In the last five years coroners have issued reports to prevent future deaths in at least 14 cases in which under-18s have died while being treated by children’s and adolescent mental health services (CAMHS).
Sky Rollings, who died four days after being admitted to hospital. Pressure was applied for her to be transferred after she turned 18 and no longer qualified for child and adolescent mental health services (CAMHS). Instead of receiving the standard six-month transition, the college student was given six weeks.
Mary Bush, who was assessed three weeks later than she should have been. There was a delay in Mary receiving psychological therapy, and she was still on the waiting list at the time of her death aged 15.
Sam Gould, 16, who took her own life in September 2018. A coroner said “systemic weaknesses and failings” in communication between healthcare agencies probably caused her death.

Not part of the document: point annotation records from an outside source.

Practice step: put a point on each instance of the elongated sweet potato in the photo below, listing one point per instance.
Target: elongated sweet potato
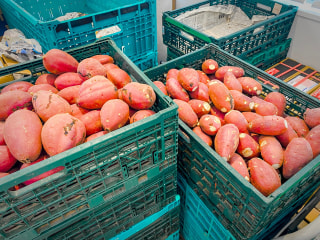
(237, 72)
(268, 125)
(47, 104)
(313, 138)
(279, 100)
(62, 132)
(48, 78)
(200, 107)
(248, 147)
(312, 117)
(237, 162)
(226, 141)
(298, 125)
(220, 96)
(20, 85)
(250, 86)
(176, 91)
(161, 86)
(57, 61)
(287, 136)
(69, 79)
(237, 118)
(14, 100)
(119, 77)
(297, 154)
(209, 66)
(138, 96)
(90, 67)
(94, 92)
(114, 114)
(92, 122)
(271, 151)
(205, 137)
(263, 177)
(232, 82)
(22, 134)
(189, 79)
(209, 124)
(186, 113)
(201, 93)
(203, 77)
(242, 102)
(71, 94)
(43, 86)
(141, 114)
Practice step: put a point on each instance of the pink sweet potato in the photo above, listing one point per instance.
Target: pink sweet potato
(201, 93)
(90, 67)
(57, 61)
(186, 113)
(313, 137)
(268, 125)
(206, 138)
(71, 94)
(248, 147)
(69, 79)
(176, 91)
(138, 96)
(47, 104)
(237, 72)
(263, 177)
(62, 132)
(237, 162)
(141, 114)
(94, 92)
(287, 136)
(271, 151)
(237, 118)
(92, 122)
(119, 77)
(298, 125)
(200, 107)
(12, 101)
(209, 124)
(312, 117)
(297, 154)
(43, 86)
(242, 102)
(232, 82)
(189, 79)
(22, 134)
(250, 86)
(220, 96)
(20, 85)
(114, 114)
(279, 100)
(226, 141)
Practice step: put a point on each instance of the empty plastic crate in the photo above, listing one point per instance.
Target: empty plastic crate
(94, 172)
(239, 206)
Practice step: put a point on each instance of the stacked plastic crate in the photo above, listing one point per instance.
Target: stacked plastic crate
(123, 183)
(69, 24)
(262, 43)
(238, 206)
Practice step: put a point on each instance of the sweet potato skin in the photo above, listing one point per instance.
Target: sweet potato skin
(297, 154)
(226, 141)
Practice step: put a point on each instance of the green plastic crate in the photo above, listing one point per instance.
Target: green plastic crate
(243, 43)
(96, 171)
(132, 25)
(241, 208)
(113, 220)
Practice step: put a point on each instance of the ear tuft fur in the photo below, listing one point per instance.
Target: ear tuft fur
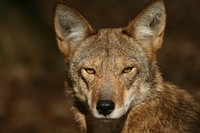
(71, 28)
(150, 22)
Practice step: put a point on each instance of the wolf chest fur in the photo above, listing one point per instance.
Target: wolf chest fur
(113, 77)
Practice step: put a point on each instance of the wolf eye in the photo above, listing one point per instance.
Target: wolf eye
(127, 70)
(90, 70)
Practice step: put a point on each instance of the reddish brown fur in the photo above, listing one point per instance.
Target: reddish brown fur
(120, 65)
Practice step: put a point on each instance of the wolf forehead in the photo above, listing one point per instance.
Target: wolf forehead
(109, 43)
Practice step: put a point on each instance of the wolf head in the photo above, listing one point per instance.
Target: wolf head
(112, 70)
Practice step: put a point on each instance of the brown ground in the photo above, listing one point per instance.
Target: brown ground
(32, 96)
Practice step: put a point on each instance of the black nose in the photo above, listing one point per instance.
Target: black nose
(105, 107)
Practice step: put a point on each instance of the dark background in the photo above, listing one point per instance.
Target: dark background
(32, 95)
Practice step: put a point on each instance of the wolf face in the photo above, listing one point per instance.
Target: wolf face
(112, 70)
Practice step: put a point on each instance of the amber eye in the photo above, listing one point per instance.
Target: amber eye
(127, 69)
(90, 70)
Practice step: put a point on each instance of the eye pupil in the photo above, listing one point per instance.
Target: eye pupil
(90, 70)
(127, 70)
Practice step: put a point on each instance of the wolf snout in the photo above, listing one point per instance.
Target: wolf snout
(105, 107)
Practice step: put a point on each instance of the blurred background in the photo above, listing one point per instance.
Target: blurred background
(32, 95)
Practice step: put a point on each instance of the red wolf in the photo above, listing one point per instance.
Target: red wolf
(114, 79)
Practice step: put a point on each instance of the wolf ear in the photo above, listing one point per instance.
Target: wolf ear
(148, 26)
(71, 28)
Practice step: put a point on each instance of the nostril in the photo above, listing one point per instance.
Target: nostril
(105, 107)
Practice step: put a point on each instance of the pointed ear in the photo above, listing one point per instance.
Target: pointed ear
(71, 28)
(148, 26)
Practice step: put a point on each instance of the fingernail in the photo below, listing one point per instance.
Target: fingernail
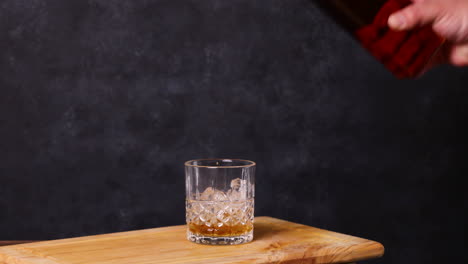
(397, 21)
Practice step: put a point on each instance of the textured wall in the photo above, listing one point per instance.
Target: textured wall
(102, 101)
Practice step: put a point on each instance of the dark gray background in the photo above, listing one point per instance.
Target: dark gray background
(102, 101)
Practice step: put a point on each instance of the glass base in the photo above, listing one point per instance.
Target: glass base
(235, 240)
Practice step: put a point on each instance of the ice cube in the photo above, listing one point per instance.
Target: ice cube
(211, 194)
(238, 190)
(207, 194)
(219, 196)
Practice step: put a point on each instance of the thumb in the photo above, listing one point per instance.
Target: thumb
(416, 15)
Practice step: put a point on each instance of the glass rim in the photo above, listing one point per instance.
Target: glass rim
(250, 164)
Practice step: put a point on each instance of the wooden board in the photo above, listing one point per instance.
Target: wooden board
(275, 241)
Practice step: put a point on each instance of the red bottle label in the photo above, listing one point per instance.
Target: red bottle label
(405, 53)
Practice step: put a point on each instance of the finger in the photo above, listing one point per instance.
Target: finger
(415, 15)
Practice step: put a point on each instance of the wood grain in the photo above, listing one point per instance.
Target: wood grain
(14, 242)
(276, 241)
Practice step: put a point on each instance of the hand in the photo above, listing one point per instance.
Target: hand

Becky Romero, 15, who died at her home in Bristol. The coroner ruled she died as a direct consequence of neglect by the NHS, because the service that was supposed to help her did not have enough resources.
In the UK and Ireland, Samaritans can be contacted on 116 123 or email email@example.com or firstname.lastname@example.org. In the US, the National Suicide Prevention Lifeline is 1-800-273-8255. In Australia, the crisis support service Lifeline is 13 11 14. Other international helplines can be found at www.befrienders.org.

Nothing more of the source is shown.